Cultura e Entretenimento • 19:23h • 14 de janeiro de 2026
Henri Castelli sofre convulsão no BBB e episódio expõe erros comuns em primeiros socorros
Especialistas alertam que tentar segurar a língua é incorreto e explicam por que medicamentos intranasais são mais eficazes em crises convulsivas
Jornalista: Luis Potenza MTb 37.357 | Com informações da Onix Press | Foto: Divulgação/TV Globo
O ator Henri Castelli sofreu uma crise convulsiva durante a Prova do Líder do Big Brother Brasil, na noite de terça-feira (13), e precisou de atendimento médico imediato. Segundo a TV Globo, ele passa bem. O episódio, porém, chamou atenção não apenas pela situação em si, mas pela forma como os demais participantes tentaram prestar socorro.

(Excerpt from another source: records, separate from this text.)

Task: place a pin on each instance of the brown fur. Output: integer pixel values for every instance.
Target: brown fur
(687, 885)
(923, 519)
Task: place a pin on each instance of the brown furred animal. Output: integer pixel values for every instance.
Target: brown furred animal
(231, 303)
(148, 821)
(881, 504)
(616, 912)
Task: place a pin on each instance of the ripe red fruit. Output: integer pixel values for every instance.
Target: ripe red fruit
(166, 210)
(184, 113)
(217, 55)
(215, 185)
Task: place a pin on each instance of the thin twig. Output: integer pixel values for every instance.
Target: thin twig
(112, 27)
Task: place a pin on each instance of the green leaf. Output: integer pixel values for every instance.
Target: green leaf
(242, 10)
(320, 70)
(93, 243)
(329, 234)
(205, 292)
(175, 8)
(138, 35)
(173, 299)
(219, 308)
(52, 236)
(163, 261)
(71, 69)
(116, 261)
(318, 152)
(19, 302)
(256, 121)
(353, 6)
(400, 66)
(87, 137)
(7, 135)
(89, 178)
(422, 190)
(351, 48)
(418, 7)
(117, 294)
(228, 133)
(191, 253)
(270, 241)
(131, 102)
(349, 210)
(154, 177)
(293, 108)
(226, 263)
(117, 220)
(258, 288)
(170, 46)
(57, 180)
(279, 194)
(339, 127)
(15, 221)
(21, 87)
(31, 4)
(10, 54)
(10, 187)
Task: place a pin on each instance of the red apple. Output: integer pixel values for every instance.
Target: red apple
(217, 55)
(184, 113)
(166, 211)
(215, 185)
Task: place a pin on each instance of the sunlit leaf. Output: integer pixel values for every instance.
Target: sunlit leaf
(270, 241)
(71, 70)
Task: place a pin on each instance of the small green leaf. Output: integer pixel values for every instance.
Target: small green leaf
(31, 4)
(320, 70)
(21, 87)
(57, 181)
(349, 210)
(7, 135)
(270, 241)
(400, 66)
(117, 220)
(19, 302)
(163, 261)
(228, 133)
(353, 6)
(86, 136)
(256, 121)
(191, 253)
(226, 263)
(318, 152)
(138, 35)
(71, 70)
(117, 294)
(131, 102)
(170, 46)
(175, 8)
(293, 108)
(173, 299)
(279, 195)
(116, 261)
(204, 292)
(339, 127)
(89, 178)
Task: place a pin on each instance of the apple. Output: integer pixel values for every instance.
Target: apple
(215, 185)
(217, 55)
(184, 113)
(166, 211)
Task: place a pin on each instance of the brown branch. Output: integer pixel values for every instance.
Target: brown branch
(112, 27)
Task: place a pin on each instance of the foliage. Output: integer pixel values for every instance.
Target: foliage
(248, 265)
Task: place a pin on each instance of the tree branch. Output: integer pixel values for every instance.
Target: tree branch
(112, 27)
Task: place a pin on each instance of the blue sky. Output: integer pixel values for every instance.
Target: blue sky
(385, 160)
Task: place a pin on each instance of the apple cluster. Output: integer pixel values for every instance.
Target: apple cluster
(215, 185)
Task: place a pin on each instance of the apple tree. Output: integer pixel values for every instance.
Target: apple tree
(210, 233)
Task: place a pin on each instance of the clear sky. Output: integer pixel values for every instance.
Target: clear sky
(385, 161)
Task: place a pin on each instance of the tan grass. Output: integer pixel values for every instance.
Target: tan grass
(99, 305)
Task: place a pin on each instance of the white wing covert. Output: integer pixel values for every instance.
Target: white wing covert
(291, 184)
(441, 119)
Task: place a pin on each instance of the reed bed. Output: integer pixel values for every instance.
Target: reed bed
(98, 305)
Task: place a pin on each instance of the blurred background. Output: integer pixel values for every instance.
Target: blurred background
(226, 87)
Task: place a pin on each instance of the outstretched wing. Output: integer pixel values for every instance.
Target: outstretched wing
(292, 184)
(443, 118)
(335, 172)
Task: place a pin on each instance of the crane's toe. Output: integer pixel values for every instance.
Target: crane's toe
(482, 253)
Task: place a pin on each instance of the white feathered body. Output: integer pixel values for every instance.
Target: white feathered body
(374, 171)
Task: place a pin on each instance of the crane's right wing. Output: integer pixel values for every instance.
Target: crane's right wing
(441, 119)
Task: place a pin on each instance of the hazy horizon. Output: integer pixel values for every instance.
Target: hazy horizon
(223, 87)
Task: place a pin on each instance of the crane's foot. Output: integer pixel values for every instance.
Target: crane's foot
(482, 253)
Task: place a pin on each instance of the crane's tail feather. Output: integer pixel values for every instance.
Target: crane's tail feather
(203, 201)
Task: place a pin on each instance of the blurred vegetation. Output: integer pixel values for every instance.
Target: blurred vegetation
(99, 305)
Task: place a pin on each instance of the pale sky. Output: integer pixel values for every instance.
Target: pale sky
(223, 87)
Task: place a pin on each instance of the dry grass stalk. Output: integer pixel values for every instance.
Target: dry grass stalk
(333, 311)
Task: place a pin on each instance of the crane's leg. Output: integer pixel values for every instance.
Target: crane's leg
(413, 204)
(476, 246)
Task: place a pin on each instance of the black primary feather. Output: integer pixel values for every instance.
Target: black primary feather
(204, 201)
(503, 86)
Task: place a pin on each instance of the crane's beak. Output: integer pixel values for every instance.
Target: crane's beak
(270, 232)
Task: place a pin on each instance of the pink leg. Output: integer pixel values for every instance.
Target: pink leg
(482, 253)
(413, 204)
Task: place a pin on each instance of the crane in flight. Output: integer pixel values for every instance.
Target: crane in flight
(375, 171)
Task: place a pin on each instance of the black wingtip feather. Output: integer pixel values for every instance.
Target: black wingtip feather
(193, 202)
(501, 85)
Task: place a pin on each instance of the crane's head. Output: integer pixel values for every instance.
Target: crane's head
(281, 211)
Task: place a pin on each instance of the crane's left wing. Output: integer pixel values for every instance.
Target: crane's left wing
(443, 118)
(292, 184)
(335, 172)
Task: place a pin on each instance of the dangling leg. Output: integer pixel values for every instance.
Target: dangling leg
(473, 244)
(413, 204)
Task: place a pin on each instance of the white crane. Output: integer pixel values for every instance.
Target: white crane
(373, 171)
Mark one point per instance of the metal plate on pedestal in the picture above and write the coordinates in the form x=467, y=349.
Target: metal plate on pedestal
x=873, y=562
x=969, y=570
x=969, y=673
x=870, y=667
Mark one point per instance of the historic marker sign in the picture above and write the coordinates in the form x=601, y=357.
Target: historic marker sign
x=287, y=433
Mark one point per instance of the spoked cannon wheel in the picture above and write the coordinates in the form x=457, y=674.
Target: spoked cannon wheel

Durante a crise, alguns colegas tentaram segurar a língua do ator, prática considerada incorreta por médicos. Especialistas explicam que, em episódios convulsivos, não se deve forçar a abertura da boca nem tentar conter movimentos, pois isso pode causar ferimentos, fraturas dentárias ou até sufocamento.
A médica brasileira Mariana Maciel, especialista em medicina canábica e à frente de uma biofarmacêutica canadense, explica que o correto é proteger a pessoa de quedas, afastar objetos ao redor e aguardar o fim da crise. “É um momento delicado. Tentar mobilizar o paciente ou colocar objetos na boca pode causar lesões graves”, afirma.
Outro ponto destacado pelos especialistas é a importância da rapidez na administração do medicamento adequado. Em crises convulsivas, o próprio paciente não consegue se medicar, o que torna fundamental o uso de formatos que permitam aplicação por terceiros, sem riscos adicionais.
Convulsão de Henri Castelli no BBB expõe erros comuns em primeiros socorros | Foto: Divulgação/TV Globo
Medicação de uso intranasal
Nesse contexto, medicamentos de uso intranasal vêm ganhando espaço por apresentarem absorção mais rápida do que vias orais. Segundo a médica, a mucosa nasal tem alta capacidade de absorção, permitindo que o princípio ativo atue quase imediatamente, o que ajuda a reduzir o tempo da crise e, consequentemente, o risco de sequelas neurológicas.
“A aplicação intranasal evita a necessidade de abrir a boca do paciente, o que é um risco durante uma convulsão. Além disso, o efeito é rápido e pode se estender por várias horas”, explica. Esse tipo de tecnologia é utilizado não apenas em casos de epilepsia, mas também em tratamentos de condições neurológicas como Alzheimer, Parkinson e dor crônica, sempre sob prescrição médica.
Medicamentos administrados por via oral, como óleos ou comprimidos, costumam depender de condições específicas, como alimentação prévia e tempo maior de metabolização. Já o intranasal é considerado funcional em situações de emergência, justamente por dispensar essas etapas.
Especialistas reforçam que, quanto menor o tempo da crise convulsiva, menor tende a ser o impacto sobre o sistema nervoso. Por isso, informação correta sobre primeiros socorros e acesso a tratamentos adequados são fatores decisivos para a segurança do paciente.